A. Certainly Glen … .
Q. … You didn’t supply it to him?
A. No, Glen had a previous copy. I had given Glen a previous copy of that when he previously looked at the business. It was a slightly different document in that the price down the bottom was different but in essence the document was the same.”
14 It was Mr Capelin’s submission that the Magistrate had made an error in that she had wrongly concluded that the evidence established that the defendant had given the plaintiff a copy of the revised brochure. This was a critical error, so the argument ran, since it was the only evidence capable of establishing that the parties were agreed upon a price for the sale of the business. In Mr Capelin’s submission this wrongful factual finding was fundamental in the sense that once it was taken away there remained no evidence upon which the Magistrate might have arrived at her finding. I am not convinced that were the Magistrate’s finding (extracted at para 10 above) wrong, it would support a challenge that her decision was wrong in law; Azzopardi v Tasman UEB Industries Ltd (1985) 4 NSWLR 139. However, it is not necessary to dwell on this aspect since I am not persuaded that the finding was wrong.
15 The Magistrate did not find that the defendant had supplied a copy of the revised brochure to the plaintiff. Rather she found that a copy of the revised brochure had been given to the plaintiff and other interested parties. I have set out the terms of para 24 of the defendant’s witness statement above. I was informed that no objection was taken to the tender of para 24 in the proceedings before the Magistrate. Indeed, this appeal was conducted upon the basis that the defendant had not been challenged in cross examination in the court below upon the assertions contained in para 24 (save to the limited extent involved in the line of questioning developed at pp 29/30 of the transcript of 28 June 1999).
16 Para 24 provided a basis upon which it was open to the Magistrate to find both that the plaintiff had been supplied with (or was aware of the contents of) the revised brochure and that the plaintiff’s statement “I’m taking it” in the course of the conversation on 11 April 1996 amounted to an acceptance of the defendant’s offer to sell the business (including the specified assets) for the sum of $16,000.

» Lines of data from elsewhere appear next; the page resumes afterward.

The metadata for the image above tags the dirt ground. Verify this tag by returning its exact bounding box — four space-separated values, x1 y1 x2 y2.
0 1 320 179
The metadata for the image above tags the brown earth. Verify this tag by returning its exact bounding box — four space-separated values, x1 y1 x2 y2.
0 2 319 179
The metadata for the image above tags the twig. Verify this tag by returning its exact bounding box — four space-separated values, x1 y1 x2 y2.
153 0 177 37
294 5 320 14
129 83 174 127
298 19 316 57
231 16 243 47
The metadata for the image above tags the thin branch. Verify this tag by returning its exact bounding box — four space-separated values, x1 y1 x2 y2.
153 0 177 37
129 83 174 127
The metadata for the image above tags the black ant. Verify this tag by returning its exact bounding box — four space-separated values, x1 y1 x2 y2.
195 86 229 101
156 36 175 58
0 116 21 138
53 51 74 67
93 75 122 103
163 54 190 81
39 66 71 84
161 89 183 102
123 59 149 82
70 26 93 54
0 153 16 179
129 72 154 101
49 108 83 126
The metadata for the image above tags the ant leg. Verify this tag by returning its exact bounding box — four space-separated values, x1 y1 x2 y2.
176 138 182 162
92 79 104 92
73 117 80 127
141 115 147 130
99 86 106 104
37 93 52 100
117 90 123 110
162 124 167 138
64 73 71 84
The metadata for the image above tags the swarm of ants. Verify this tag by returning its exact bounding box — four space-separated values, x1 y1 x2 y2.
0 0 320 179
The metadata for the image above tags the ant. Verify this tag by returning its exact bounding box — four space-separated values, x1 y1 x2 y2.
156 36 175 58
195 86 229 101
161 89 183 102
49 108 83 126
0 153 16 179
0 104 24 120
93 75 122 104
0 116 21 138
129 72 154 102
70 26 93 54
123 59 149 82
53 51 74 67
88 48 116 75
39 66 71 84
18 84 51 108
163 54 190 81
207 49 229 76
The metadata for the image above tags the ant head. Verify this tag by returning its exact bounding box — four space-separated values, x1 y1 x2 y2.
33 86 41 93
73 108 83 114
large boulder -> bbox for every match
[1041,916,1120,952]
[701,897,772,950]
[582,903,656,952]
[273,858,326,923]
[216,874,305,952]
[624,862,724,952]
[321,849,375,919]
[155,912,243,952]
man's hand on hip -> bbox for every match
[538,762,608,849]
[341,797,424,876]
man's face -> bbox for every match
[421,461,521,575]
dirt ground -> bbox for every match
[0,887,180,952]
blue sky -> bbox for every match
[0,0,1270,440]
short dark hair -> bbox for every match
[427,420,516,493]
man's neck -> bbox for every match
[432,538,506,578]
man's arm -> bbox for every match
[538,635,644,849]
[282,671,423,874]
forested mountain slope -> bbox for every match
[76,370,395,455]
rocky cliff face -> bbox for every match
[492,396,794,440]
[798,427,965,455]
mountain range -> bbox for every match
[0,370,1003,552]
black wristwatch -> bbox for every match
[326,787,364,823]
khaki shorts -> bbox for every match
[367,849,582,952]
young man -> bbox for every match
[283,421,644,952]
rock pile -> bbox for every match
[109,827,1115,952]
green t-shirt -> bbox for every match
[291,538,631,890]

17 The plaintiff challenged the Magistrate’s judgment upon an alternative basis relating to the calculation of the quantum of damages. As I have noted, the Magistrate gave judgment in the amount of $16,000 together with interest. There was evidence before her that the defendant had re-sold the business for $1,000. The defendant concedes that the Magistrate erred in failing to take account of this evidence in assessing damages.
18 In the light of this concession the plaintiff is entitled to succeed on the limited basis. The focus of the argument before me was the challenge to the judgment in favour of the defendant. In these circumstances I consider the appropriate order for costs is that the plaintiff pay the defendant’s costs of the appeal.
19 For these reasons my orders are:
(1) The appeal is allowed;
(2) Quash the judgment given by the Magistrate on 17 December 1999;(3) In lieu thereof judgment for the defendant (the plaintiff below) in the sum of $15,000 together with interest.
(4) The plaintiff is to pay the defendant’s costs both of these proceedings and the proceedings below.